US 11,982,171 B2
	Active reinforcement learning for drilling optimization and automation
Yashas Malur Saidutta, Atlanta, GA (US); Raja Vikram R Pandya, Katy, TX (US); Srinath Madasu, Houston, TX (US); Shashi Dande, Spring, TX (US); and Keshava Rangarajan, Sugarland, TX (US)
Assigned to Landmark Graphics Corporation, Houston, TX (US)
Appl. No. 17/047,109
Filed by Landmark Graphics Corporation, Houston, TX (US)
PCT Filed Jun. 5, 2020, PCT No. PCT/US2020/036465 § 371(c)(1), (2) Date Oct. 13, 2020, PCT Pub. No. WO2021/040829, PCT Pub. Date Mar. 4, 2021.
Claims priority of provisional application 62/891,112, filed on Aug. 23, 2019.
Prior Publication US 2023/0116456 A1, Apr. 13, 2023
Int. Cl. E21B 44/00 (2006.01); G06N 3/092 (2023.01)

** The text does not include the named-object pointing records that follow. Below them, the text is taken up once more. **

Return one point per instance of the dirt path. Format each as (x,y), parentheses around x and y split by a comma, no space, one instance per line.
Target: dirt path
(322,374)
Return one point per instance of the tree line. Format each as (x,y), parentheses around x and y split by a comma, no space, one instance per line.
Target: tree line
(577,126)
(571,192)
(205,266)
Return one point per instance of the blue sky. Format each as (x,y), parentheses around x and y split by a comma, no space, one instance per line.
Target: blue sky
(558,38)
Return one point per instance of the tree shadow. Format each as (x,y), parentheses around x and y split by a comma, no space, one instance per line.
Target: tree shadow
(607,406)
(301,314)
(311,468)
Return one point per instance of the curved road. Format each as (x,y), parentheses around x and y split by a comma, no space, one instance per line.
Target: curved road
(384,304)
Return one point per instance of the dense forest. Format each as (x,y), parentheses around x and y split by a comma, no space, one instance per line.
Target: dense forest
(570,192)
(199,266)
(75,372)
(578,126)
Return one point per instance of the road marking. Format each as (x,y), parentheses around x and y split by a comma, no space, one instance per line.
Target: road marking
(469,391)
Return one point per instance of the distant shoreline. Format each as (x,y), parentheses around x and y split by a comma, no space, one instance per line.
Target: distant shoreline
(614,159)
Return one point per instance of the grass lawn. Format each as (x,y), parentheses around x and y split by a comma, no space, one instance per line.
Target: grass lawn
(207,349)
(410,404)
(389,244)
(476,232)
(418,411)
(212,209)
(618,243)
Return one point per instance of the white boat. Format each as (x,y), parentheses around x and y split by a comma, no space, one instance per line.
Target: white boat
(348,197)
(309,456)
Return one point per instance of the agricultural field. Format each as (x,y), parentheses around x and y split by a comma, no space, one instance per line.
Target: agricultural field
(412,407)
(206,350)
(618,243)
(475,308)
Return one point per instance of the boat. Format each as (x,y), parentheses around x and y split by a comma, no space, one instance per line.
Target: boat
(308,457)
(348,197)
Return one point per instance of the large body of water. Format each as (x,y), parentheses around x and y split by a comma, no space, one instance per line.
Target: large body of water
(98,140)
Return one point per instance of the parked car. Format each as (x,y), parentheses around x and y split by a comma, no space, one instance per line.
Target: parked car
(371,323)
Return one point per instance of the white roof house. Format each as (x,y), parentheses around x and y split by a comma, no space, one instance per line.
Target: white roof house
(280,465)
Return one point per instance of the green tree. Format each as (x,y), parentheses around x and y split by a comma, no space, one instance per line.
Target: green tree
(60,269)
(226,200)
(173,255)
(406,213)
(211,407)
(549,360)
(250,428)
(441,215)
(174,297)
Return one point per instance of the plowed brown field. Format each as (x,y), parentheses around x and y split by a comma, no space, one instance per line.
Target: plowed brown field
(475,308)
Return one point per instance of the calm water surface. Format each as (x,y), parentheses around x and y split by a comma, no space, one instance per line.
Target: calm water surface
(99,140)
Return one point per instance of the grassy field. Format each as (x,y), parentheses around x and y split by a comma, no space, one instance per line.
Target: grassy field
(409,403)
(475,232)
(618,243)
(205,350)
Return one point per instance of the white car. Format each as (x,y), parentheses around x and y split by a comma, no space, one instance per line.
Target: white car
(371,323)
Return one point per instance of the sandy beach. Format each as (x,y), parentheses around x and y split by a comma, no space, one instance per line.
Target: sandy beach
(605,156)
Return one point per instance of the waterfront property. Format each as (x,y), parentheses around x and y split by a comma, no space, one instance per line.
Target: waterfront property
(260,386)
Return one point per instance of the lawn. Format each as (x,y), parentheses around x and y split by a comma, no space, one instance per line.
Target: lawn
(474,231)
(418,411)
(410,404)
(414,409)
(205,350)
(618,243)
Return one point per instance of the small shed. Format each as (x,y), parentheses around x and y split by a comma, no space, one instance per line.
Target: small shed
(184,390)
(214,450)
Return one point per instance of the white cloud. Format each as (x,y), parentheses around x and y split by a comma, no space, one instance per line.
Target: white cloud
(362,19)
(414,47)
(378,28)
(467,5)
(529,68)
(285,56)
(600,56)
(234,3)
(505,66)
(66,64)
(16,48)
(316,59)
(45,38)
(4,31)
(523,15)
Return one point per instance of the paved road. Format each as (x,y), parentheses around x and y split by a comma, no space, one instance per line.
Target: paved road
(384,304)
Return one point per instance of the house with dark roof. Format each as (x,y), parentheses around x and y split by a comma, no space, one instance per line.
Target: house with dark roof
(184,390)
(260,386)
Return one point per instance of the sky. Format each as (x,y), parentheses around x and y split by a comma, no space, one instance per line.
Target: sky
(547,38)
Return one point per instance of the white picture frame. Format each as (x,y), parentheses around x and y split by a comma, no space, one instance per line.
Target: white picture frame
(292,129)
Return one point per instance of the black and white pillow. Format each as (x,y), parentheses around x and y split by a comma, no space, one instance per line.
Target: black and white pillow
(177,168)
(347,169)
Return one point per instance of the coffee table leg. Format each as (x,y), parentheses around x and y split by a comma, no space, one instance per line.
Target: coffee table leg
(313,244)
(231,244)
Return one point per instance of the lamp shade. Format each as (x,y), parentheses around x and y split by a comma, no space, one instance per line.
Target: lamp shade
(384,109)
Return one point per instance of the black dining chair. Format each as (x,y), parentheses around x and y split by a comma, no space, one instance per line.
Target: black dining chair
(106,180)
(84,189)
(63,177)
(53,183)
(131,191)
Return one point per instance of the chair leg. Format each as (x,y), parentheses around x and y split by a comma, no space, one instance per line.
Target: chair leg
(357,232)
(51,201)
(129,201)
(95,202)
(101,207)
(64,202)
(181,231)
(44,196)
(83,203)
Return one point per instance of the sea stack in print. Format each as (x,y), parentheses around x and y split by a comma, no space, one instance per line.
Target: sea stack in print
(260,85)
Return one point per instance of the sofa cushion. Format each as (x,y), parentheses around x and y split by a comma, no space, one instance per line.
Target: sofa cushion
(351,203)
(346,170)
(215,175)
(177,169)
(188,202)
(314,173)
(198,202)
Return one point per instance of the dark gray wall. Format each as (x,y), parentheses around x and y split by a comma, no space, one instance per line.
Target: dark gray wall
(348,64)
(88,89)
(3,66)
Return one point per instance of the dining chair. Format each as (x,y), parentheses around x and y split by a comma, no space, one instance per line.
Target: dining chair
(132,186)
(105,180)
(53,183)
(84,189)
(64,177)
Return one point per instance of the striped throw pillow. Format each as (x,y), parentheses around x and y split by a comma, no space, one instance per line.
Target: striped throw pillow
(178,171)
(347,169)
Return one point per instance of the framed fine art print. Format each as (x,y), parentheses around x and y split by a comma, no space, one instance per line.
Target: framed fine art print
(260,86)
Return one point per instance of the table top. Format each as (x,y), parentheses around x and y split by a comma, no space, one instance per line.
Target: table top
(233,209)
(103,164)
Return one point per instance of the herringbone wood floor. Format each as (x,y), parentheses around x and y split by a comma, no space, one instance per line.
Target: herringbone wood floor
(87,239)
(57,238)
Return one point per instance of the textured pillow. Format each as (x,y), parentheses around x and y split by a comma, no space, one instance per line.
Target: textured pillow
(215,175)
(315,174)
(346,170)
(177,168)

CPC E21B 44/00 (2013.01) [G06N 3/092 (2023.01); E21B 2200/20 (2020.05); E21B 2200/22 (2020.05)]

20 Claims

1. A method of automated drilling control and optimization, the method comprising:

acquiring training data including values of drilling parameters for a current stage of a drilling operation being performed within a subsurface formation;

training a reinforcement learning model to estimate values of the drilling parameters for a subsequent stage of the drilling operation to be performed, based on the acquired training data and a reward policy mapping inputs and outputs of the reinforcement learning model, wherein the reward policy maps the inputs and the outputs using an objective function that defines response values of one or more operating variables for the subsequent stage of the drilling operation based on current values of input parameters for the current stage of the drilling operation;

performing the subsequent stage of the drilling operation based on the values of the drilling parameters estimated using the trained reinforcement learning model;

calculating a difference between the estimated values and actual values of the drilling parameters, based on real-time data acquired as the subsequent stage of the drilling operation is performed within the subsurface formation and the reward policy associated with the reinforcement learning model;

retraining the reinforcement learning model using an on-policy reinforcement algorithm to refine the associated reward policy for at least one additional stage of the drilling operation to be performed, wherein the on-policy reinforcement algorithm refines the associated reward policy based on the actual values of the drilling parameters from performing the subsequent stage of the drilling operation based on the values of the drilling parameters estimated using the reward policy, and on the calculated difference; and

performing the at least one additional stage of the drilling operation using the retrained reinforcement learning model.